Yard sales show the same shape a notch earlier: 36.3 percent end Saturday and 24.0 percent end Sunday.

How long sales run

Duration is where the sale types separate cleanly. Median run length by type:

  • Estate sales: 3 days (average 3.55)
  • Yard and garage sales: 2 days (average 2.77)
  • Auctions: 2 days (average 3.90)
  • Flea market events: 2 days (average 2.00)

For estate sales, the two-day and three-day formats dominate: 40.7 percent run exactly two days and 28.9 percent run exactly three, 69.6 percent combined. One-day estate sales are rare at 8.6 percent. About 15 percent run five days or longer, a tail that includes weeklong liquidations and extended online-bidding sales. Yard sales are simpler: 51.7 percent run exactly two days.

The auction average of nearly four days against a median of two tells its own story: most auctions are short, but a meaningful minority hold week-plus online windows that stretch the average.

Will it be open Saturday?

For shoppers who can only go out on the weekend, the practical question is coverage. Among sales with complete date ranges:

  • 84.3 percent of estate sales include a Saturday, and 88.0 percent touch the weekend
  • 81.5 percent of yard sales include a Saturday, and 85.6 percent touch the weekend
  • Only 45.7 percent of auctions include a Saturday
  • Only 31.5 percent of flea market events in our index include a Saturday

So a Saturday-only shopper still sees most estate and yard sales, just not on their opening day. Auctions are a different animal: skip weekdays and you miss more than half of them.

What organizers can take from this

If you run sales, the crowd behavior is baked into these numbers. A Friday open captures the serious buyers who plan around openings, and a Saturday-Sunday close captures the discount wave. The dominant estate sale format in the index, open Thursday or Friday and close on the weekend, exists because it works.
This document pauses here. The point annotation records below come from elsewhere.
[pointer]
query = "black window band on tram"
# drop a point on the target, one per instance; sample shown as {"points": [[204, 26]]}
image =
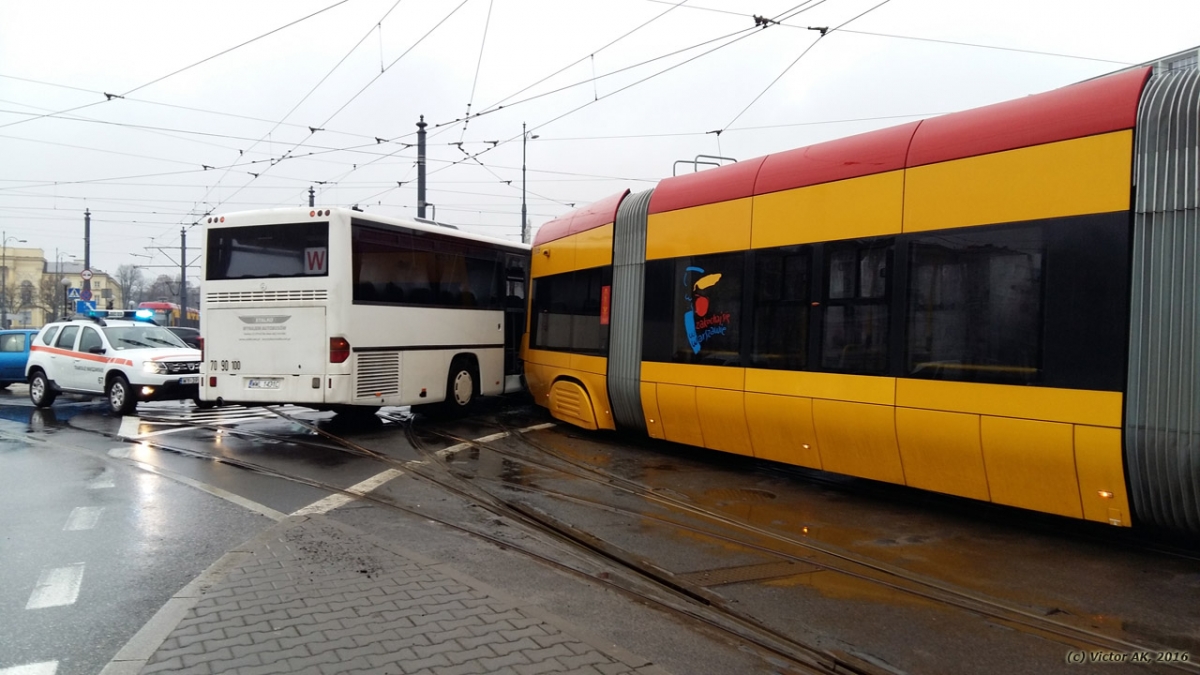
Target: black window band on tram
{"points": [[268, 251], [694, 310], [570, 311], [1041, 303]]}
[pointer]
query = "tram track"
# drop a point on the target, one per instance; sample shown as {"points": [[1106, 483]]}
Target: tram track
{"points": [[813, 553], [433, 469], [611, 571]]}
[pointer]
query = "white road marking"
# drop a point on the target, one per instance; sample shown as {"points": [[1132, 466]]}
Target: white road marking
{"points": [[130, 425], [102, 482], [43, 668], [366, 487], [83, 518], [57, 586], [340, 500], [214, 490]]}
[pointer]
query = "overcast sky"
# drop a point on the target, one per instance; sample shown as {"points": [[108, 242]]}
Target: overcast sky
{"points": [[225, 106]]}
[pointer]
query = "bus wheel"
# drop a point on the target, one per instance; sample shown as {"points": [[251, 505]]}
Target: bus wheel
{"points": [[121, 399], [461, 386]]}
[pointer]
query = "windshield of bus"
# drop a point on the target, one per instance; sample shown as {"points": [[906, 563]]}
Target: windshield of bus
{"points": [[263, 251], [142, 336]]}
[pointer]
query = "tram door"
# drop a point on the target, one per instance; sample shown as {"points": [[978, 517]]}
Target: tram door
{"points": [[516, 278]]}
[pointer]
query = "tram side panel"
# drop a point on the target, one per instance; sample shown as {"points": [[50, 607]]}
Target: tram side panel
{"points": [[810, 326], [567, 352]]}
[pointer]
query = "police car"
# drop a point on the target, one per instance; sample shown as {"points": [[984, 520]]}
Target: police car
{"points": [[123, 356]]}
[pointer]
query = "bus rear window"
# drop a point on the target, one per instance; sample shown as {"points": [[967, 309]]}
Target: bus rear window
{"points": [[264, 251]]}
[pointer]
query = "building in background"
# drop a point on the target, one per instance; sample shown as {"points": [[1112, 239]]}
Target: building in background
{"points": [[35, 290]]}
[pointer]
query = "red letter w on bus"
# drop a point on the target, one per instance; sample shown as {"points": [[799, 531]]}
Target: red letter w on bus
{"points": [[315, 261]]}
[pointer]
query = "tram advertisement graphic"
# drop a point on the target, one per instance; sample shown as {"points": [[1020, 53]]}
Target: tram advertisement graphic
{"points": [[700, 324]]}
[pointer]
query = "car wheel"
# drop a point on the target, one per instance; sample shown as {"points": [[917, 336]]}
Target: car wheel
{"points": [[461, 387], [121, 399], [40, 390]]}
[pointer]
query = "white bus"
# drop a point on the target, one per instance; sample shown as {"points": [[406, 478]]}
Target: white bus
{"points": [[335, 309]]}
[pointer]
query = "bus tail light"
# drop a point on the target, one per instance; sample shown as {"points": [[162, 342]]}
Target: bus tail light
{"points": [[339, 350]]}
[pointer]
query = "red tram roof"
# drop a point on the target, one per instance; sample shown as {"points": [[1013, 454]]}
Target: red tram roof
{"points": [[1097, 106], [595, 214], [720, 184], [864, 154]]}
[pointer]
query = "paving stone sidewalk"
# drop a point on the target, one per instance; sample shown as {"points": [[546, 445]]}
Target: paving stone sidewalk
{"points": [[316, 597]]}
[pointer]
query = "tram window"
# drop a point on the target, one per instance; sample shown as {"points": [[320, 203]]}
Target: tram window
{"points": [[569, 311], [693, 310], [975, 305], [780, 309], [856, 318]]}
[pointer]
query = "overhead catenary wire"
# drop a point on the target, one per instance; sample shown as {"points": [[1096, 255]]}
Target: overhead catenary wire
{"points": [[111, 96], [823, 33], [479, 65]]}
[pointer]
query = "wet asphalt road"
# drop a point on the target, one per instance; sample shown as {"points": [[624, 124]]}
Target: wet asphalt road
{"points": [[91, 547], [106, 518]]}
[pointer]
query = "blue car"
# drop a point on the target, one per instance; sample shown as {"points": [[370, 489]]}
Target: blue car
{"points": [[13, 354]]}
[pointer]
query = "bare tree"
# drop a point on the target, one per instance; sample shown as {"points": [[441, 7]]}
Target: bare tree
{"points": [[131, 281], [51, 297], [165, 290]]}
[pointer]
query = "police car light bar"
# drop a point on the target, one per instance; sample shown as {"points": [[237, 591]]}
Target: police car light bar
{"points": [[135, 315]]}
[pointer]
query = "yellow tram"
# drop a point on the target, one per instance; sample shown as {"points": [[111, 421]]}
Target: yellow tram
{"points": [[1000, 304]]}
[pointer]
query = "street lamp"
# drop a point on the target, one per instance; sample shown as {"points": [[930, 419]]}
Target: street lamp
{"points": [[4, 278], [66, 286], [525, 220]]}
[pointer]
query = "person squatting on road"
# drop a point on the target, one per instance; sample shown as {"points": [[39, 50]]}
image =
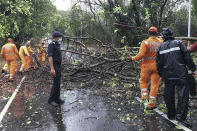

If you are running a yard sale, Saturday morning is not just tradition; it is where 39.3 percent of your competitors start, which is also when the buying public knows to look. And if you are experimenting with auctions or a flea market booth, the calendar is far more open: those formats have no single dominant day, so there is room to pick your moment.

Methodology

All figures come from the FindA.Sale listings index, counted July 2026. The analysis covers 75,804 US listings typed as estate sale, yard or garage sale, auction, or flea market event with start dates between April 1 and July 31, 2026, out of 76,476 US event listings in the index overall; permanent resale and consignment venues are indexed separately and excluded here. Day-of-week figures use each listing's start and end date. Duration and weekend-coverage figures use the 67,472 listings with complete, plausible date ranges of 30 days or less (31,876 estate, 30,073 yard, 2,118 auction, 3,405 flea market). Flea market events in our index skew toward weekend-format markets promoted as events; permanent daily flea markets are underrepresented, which lowers the Saturday-inclusion figure for that type. Time-of-day was excluded because source timestamps are not reliably local. These numbers describe listings we index, not every sale in America, and they reflect one spring-summer window; we will update as a full year accumulates.